Even knowing that, I was taken aback over the summer when I read a story about men and relationships, which produced what may very well be the most ri-damn-diculous statement ever put in print. One dude, in what he thought was a real gem of wisdom-sharing, confessed that he advised his single friends: “Don’t ever marry a woman who doesn’t have a father, because she has no clue how to treat a man.” Well, great googa mooga! Not only do I get to enjoy an upbringing without a daddy in the house, according to this, I deserve a lifetime of singledom because ladies without fathers are dating toxic. Yep, this girl is poison.
To say a chick is out of the running because a grown man couldn’t muster up the maturity and basic human instinct to love and protect her isn’t her fault. That’s like victimizing the same person twice. Even crazier than that dimwitted idea — and I hear at least five of them every single day — is the fact that this man isn’t the only guy to feel that way. He may be evangelizing the nonsense, but he’s not alone in his sentiment to beware the fatherless woman.

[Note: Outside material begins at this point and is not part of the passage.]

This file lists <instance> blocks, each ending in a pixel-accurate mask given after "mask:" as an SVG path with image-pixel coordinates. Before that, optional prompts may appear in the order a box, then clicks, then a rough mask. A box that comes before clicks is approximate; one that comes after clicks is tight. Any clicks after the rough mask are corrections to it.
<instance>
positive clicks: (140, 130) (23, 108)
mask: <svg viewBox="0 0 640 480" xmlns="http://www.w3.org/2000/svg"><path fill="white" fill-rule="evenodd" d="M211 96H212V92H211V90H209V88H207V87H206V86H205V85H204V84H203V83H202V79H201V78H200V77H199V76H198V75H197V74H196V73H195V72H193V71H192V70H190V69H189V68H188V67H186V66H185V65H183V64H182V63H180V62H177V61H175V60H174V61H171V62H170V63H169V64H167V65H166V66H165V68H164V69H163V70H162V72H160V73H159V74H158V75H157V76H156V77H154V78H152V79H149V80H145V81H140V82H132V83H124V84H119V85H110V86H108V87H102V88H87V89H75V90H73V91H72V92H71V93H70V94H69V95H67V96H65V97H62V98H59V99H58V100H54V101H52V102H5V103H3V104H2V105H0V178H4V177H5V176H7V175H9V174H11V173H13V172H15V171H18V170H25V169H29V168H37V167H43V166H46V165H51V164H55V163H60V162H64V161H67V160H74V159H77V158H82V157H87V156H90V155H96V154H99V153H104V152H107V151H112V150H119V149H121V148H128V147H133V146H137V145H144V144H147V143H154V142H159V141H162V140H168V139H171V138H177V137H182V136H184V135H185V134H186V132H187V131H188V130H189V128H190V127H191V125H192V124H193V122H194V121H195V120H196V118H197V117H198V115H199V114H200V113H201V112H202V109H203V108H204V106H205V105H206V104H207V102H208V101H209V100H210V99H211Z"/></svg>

I’ve heard plenty of theories about how absentee fathers affect their daughters, but none that says she’ll be ill-equipped to be good to a man as a grown woman. Since when does having a father teach you about having a husband? Lord knows I’ve come across all kinds of guys with mothers who don’t know A, B or C about being in a relationship with a woman. If that’s his logic, what happened to them? He might need to check his brethren because they’re jacking up his case.

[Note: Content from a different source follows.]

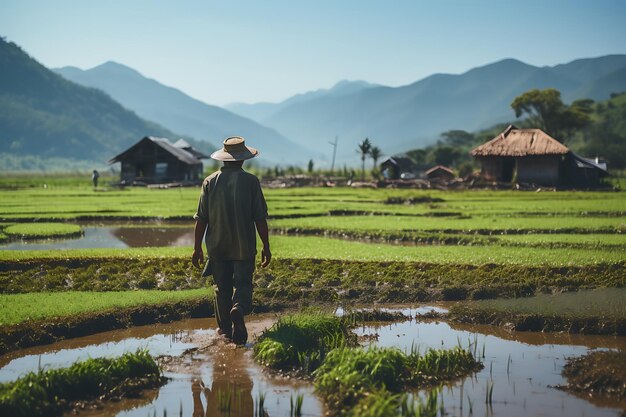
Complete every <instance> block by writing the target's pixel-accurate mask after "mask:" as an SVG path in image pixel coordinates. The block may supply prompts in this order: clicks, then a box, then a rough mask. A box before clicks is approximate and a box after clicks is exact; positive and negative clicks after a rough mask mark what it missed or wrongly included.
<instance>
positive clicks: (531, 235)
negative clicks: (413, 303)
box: [498, 233, 626, 250]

After all the dust settles from the initial offensiveness, this allegation is just another way to divide women, to make one set of ladies desirable haves, and another set not-so-much have-nots. It’s another attribution to our singleness and really, another issue that’s out of our hands.
If you follow his logic, it certainly makes me unworthy of being a wife. I’ve never talked to my dad. Never cuddled my forehead under his chin while we watched TV, never ran home from school to tell him some pointless story, never had him pin a corsage on me for my high school prom. For as many years as I’ve been alive, my father has been a figment of my imagination, a figure shrouded in as much mystery as the Tooth Fairy and as much relevance as say, a seamstress in a nudist colony, which is pretty darn irrelevant. I’ve never talked to him, and aside from some ancient pictures from the height of his Afro-wearing days in the ’70s, I’ve never seen him.
Some of us pick up inadvertent lessons on how to behave in a relationship from watching our parents. Some of us don’t have that luxury, but it doesn’t mean that the parents we have didn’t do a bang-up job of making us good marriage material. I was blessed to have a mother who made me hardworking and honest, a grandmother who instilled faith in God, generosity and kindness, and a grandfather who bestowed his sense of humor and life-of-the-party-ness (at least I’d like to think so). All those qualities will make me a blessing to some fine man one of these days.
Besides, just because you have a father in your life doesn’t mean he’s a good dad. In fact, I could’ve been even more jacked up from interactions with my father than I would’ve been if he hadn’t gone AWOL. So this dude’s theory, and anybody else who shares it, is as silly as it is irksome.